To Russia, China’s rising ambitions in Central Asia aren’t necessarily a surprise, given the growing might of the world’s second-largest economy. In Moscow, “they’ve basically accepted there’s a level of competition they can’t offer,” said Raffaello Pantucci, a senior fellow at the S. Rajaratnam School of International Studies in Singapore. Many of the Central Asian nations, in turn, “want to have other options…It’s interesting how much they are openly trying to court China.”

While China’s influence in the region has increased, Russia has by no means disappeared—and analysts have warned against seeing Beijing as trying to undermine Moscow. As Russia faces isolation and sanctions from the West over its invasion of Ukraine last year, the Kremlin has sought to deepen ties in Central Asia, which it has long regarded as being within its traditional sphere of influence.

Over the past year, Russian President Vladimir Putin has traveled to each of the five nations whose leaders came to China this week. Earlier this month, those same five Central Asian leaders traveled to Moscow for a Red Square parade marking the anniversary of the Soviet Union’s victory over Nazi Germany.

When Xi visited Moscow in March, the joint statement that the two men signed pledged to strengthen coordination in Central Asia to help countries “safeguard their sovereignty, ensure national development and oppose external forces.”

In a sign of ongoing high-level communication between Moscow and Beijing, the Kremlin said on Friday that Russian Prime Minister Mikhail Mishustin will visit China May 23-24. He is expected to meet Xi and Li Qiang, China’s premier.

Umarov said that Beijing doesn’t want to create friction with Moscow in Central Asia because it cares more about its relations with Moscow than its priorities in Central Asia. “There is much more cooperation between Moscow and Beijing in Central Asia than we can imagine.”

There are limits to both countries’ influence in the region. None of the former Soviet states in Central Asia have endorsed Putin’s invasion. And suspicion of China has grown in some parts of the region.

Activists in Kazakhstan have protested against Chinese factories, agricultural projects and the detention of ethnic Kazakhs, Uyghurs and other ethnic groups in China’s tightening of control in the Xinjiang region.

The Kazakh government dropped plans to sell land to China in response to protests in 2016 and has silenced some activists critical of Beijing’s policies in Xinjiang.
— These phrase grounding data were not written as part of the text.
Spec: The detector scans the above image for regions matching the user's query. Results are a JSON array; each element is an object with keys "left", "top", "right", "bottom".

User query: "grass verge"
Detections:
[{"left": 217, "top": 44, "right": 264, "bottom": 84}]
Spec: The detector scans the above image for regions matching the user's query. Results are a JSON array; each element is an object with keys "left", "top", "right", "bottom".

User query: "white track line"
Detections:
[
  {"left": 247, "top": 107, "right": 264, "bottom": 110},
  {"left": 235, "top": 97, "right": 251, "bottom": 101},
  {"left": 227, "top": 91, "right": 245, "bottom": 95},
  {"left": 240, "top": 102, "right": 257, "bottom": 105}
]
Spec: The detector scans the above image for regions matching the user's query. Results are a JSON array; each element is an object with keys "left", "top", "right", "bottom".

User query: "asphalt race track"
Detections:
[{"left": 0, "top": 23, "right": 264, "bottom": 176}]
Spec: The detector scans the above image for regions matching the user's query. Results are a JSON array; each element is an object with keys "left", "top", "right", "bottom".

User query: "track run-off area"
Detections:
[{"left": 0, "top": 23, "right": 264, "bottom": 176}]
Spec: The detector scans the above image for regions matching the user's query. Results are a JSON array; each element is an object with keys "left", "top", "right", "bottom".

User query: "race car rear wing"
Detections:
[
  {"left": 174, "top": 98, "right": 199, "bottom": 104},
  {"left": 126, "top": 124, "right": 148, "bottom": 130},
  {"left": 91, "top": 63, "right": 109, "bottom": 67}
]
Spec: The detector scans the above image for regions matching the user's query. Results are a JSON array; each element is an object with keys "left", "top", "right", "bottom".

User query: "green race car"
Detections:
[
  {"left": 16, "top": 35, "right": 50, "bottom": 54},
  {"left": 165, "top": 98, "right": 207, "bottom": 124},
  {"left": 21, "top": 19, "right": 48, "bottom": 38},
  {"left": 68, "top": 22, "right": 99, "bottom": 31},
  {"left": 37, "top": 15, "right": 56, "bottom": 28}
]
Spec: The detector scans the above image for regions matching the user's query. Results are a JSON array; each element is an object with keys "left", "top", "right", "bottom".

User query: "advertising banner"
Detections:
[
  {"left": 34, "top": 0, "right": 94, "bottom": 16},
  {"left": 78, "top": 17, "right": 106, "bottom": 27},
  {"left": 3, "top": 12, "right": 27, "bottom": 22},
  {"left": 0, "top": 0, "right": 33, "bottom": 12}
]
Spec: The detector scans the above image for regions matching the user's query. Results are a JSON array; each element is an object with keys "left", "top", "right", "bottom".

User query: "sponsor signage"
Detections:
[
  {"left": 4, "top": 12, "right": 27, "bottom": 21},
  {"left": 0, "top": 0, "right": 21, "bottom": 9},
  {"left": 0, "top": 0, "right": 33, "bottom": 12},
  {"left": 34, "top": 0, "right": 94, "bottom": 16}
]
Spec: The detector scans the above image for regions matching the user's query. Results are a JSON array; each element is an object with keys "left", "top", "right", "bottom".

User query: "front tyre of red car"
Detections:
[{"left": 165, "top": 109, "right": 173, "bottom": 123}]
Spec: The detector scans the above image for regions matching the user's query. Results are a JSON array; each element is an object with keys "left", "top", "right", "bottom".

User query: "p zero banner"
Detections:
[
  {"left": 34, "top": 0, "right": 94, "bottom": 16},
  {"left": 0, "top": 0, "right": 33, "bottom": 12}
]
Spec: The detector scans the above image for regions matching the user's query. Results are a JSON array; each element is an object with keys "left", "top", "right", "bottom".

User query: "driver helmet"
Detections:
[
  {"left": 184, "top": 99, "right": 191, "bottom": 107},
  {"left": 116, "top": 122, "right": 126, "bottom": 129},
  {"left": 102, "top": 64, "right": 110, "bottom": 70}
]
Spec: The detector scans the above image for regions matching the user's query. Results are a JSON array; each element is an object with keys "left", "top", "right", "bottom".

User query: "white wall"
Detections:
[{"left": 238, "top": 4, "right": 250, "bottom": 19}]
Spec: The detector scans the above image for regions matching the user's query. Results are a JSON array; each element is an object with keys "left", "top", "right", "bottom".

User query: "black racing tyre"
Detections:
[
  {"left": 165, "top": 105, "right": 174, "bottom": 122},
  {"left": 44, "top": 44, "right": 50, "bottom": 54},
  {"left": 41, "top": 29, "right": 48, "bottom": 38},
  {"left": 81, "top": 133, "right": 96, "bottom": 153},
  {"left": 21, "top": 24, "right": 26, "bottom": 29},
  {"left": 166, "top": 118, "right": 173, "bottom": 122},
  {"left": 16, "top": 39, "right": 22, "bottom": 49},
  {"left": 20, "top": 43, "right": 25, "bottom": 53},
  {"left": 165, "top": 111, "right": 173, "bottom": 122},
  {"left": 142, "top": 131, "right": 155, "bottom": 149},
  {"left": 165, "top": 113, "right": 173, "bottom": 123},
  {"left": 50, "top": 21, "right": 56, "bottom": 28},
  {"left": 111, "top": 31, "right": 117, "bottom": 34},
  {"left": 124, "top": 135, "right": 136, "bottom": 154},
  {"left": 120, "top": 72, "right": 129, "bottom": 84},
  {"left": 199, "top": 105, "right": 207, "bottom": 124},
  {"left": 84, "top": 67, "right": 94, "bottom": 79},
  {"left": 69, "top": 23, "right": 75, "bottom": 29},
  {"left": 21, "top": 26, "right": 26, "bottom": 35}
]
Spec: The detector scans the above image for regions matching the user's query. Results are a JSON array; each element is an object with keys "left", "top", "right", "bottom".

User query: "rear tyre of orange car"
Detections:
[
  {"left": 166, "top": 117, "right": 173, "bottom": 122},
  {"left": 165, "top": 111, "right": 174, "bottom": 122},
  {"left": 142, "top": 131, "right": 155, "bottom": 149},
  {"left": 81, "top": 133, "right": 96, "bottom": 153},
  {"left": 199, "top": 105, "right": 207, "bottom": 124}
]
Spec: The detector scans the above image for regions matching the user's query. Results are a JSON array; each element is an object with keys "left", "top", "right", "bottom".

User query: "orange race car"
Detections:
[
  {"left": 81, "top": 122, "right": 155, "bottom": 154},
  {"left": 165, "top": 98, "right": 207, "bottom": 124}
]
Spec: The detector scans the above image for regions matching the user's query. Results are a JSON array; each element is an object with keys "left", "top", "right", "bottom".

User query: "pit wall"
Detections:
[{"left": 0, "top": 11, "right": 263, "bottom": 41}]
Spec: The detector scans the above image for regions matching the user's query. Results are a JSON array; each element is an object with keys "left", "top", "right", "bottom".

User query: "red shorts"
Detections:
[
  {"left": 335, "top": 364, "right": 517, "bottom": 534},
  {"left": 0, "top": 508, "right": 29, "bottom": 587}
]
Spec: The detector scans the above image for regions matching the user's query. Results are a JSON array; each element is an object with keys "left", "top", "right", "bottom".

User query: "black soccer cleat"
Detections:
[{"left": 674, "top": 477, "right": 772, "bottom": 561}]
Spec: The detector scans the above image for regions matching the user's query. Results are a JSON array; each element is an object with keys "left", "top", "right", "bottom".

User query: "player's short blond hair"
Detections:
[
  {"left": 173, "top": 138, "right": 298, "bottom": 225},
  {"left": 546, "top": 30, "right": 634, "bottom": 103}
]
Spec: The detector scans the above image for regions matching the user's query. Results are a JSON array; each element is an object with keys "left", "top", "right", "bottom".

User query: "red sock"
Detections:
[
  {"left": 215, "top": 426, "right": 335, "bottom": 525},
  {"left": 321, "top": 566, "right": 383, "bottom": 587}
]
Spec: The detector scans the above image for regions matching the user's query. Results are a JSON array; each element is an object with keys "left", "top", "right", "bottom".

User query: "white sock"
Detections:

But it has moved ahead with growing ties, including an agreement for 30-day bilateral exemptions on visas for travel between the two countries, one of more than 20 agreements between the two countries signed this week.

Some infrastructure projects in the region are expected to receive boosts from this week’s summit in Xi’an, including a rail link linking China to Uzbekistan through Kyrgyzstan. The project, considered since the 1990s, has been long delayed over funding and other concerns. The Ukraine war helped revive interest in the connection as trade partners look for transit routes that bypass Russia and the risk of becoming entangled in Western sanctions.

Xi also called on Friday for the acceleration of another long-discussed project, a gas pipeline from Turkmenistan known as Line D, which would help meet China’s increasing energy demands along a shorter route than three existing pipelines from Turkmenistan.